COVID-19 is not the last pandemic, and the next is likely if we do not unite to prevent it

A health worker takes a swab from a woman’s nose for analysis on COVID-19 – ANI

One health is one of the many phrases that came into common after the COVID-19 pandemic. It used to be a niche area, mostly where veterinarians paid attention to the importance of animal health and its importance in the wider health agenda, albeit with limited interest from other sectors. It is encouraging to raise public awareness of how wildlife, domestic animals and human health intertwine in this biosphere.

For any movement to gain momentum, the first step is to spread awareness. This is followed by acceptance and then the need as a society to solve the problems facing it. The problem of climate change has gone through these transitions, and we are now entering a frantic phase of “finding a solution”. It is therefore important that the field of “One Health” is now entering the very first stage of public awareness.

While awareness raising is a good result, the very definition of Unified Health requires clarity. Usually the proposed descriptions of “people, animals and the planet” give the impression of everything. When a concept applies to everything, it risks being about nothing specific. So we need clear definitions of what “one health” is.

The second question stems from the ambiguity discussed above. One Health in the current design looks like a set of statements about well-being, with which it is difficult to disagree, but it stops there. Because the concept of “world peace” is generally attractive but challenging to build specific strategies and solutions. Repeating phrases such as “multisectoral cooperation” and not moving forward on “what” and “how” this concept will be implemented on the ground may risk losing momentum.

The third and final problem is the lack of integrated thinking. If we take the example of disease surveillance, a lot of effort is being made today. Some are vertically funded global priorities such as malaria. Others are common national priorities such as the control of foot-and-mouth disease in cattle. These efforts are often limited to one compartment among wildlife, livestock, and humans, even if the disease exceeds two or all three compartments. Even interdepartmental topics, such as rabies control, are often implemented on a unit basis without the context of the major operating systems in those offices.

Instead, we need a full understanding of all three departments, their subtleties and stimuli that drive certain behaviors inward and forward. Based on such a broad understanding, we need to address specific issues, be it rabies, tuberculosis, foot and mouth disease or covid. If they are built on existing systems, be they forestry and wildlife professionals, veterinarians and technicians, and a range of medical and paramedical professionals who solve common problems, they tend to be better integrated and supported. We need programs that bring together the full range of these stakeholders in the fight against rabies and tuberculosis, covering three branches, each with its own mandates and incentives in a way that complements rather than works against each other.

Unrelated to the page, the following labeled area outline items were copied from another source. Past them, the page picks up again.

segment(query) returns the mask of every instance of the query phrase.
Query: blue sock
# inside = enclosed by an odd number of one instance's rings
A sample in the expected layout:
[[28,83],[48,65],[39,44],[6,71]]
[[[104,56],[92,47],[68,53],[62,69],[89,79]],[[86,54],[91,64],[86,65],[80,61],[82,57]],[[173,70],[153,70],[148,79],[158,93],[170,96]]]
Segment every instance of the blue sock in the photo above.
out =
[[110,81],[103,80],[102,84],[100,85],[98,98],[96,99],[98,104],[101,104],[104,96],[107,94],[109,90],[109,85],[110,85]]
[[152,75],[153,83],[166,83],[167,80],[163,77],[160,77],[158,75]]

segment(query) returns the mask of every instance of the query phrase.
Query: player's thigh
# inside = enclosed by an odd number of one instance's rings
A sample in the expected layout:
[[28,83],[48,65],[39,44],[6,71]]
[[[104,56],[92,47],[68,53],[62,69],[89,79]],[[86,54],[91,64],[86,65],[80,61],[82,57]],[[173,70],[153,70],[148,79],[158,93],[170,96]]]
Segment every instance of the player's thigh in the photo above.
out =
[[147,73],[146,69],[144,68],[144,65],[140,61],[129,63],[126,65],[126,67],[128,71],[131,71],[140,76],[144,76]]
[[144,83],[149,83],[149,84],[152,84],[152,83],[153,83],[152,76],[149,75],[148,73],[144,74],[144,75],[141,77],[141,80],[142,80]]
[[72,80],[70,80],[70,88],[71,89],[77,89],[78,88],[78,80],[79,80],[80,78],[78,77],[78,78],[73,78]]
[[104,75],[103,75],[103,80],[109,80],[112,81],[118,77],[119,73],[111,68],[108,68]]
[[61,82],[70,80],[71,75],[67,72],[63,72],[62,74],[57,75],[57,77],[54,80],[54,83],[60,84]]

Similarly, and more importantly, pandemic preparedness requires real collaboration across the spectrum to be successful. In this case, we are dealing not only with diseases such as bird flu, about which we know something and know what to look for, but also with a potentially new class of diseases about which we have little understanding. In addition to this long-term readiness system, it must be built on existing systems and linked to routine surveillance programs. If implemented as a stand-alone initiative, as the current crisis passes, it risks losing the attention and resources needed to keep the system in active readiness.

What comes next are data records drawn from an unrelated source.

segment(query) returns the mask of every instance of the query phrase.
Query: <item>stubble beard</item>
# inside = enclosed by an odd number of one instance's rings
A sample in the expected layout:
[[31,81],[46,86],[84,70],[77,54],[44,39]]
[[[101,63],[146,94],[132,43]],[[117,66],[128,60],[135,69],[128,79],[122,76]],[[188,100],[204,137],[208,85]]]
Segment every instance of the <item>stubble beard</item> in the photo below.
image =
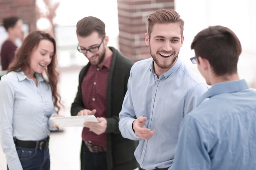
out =
[[166,69],[171,67],[171,66],[173,64],[173,63],[174,63],[174,62],[175,62],[175,61],[176,61],[177,58],[178,57],[178,55],[179,54],[179,52],[178,52],[177,55],[175,56],[174,56],[170,63],[168,63],[166,61],[164,62],[164,64],[162,64],[160,63],[159,61],[157,60],[157,57],[156,57],[156,55],[157,55],[157,54],[158,53],[159,51],[157,51],[156,53],[156,54],[154,54],[151,51],[151,47],[150,47],[150,46],[149,46],[149,50],[150,51],[150,54],[151,55],[151,57],[152,57],[153,60],[154,60],[156,64],[157,65],[157,66],[158,66],[162,69]]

In addition to an intellectual understanding of these issues, we need real pilots with such integrated thinking as a strategy. In fact, such pilots in different contexts need a lot. This is because we do not yet know how to make it sustainable, what works on the ground and how additional or opposite incentives work in the real world. In this context, it is important to note the recently launched one-health program in Uttarakhand by the Department of Animal Husbandry and Dairy (DAHD) ( The approach includes monitoring wildlife, animals and humans, developing the workforce, strengthening laboratories and networking, outbreak detection, reporting and response, biosafety in livestock systems and public awareness.

The country is counting on the successful implementation of this ambitious program, which will teach lessons about what works and what does not. In the end, we learn as much, if not more, from what doesn’t work as what ultimately manages to predict, prevent, and control diseases that affect our biosphere.

The author is a Visiting Member of the PSA in the Office of the Chief Scientific Adviser of the Government of India and a Senior Visiting Fellow of the Haka Institute, Pennsylvania. He is also a member of the steering committee of the project under the “Single Health” program of the Department of Animal Husbandry and Dairy of the Government of India.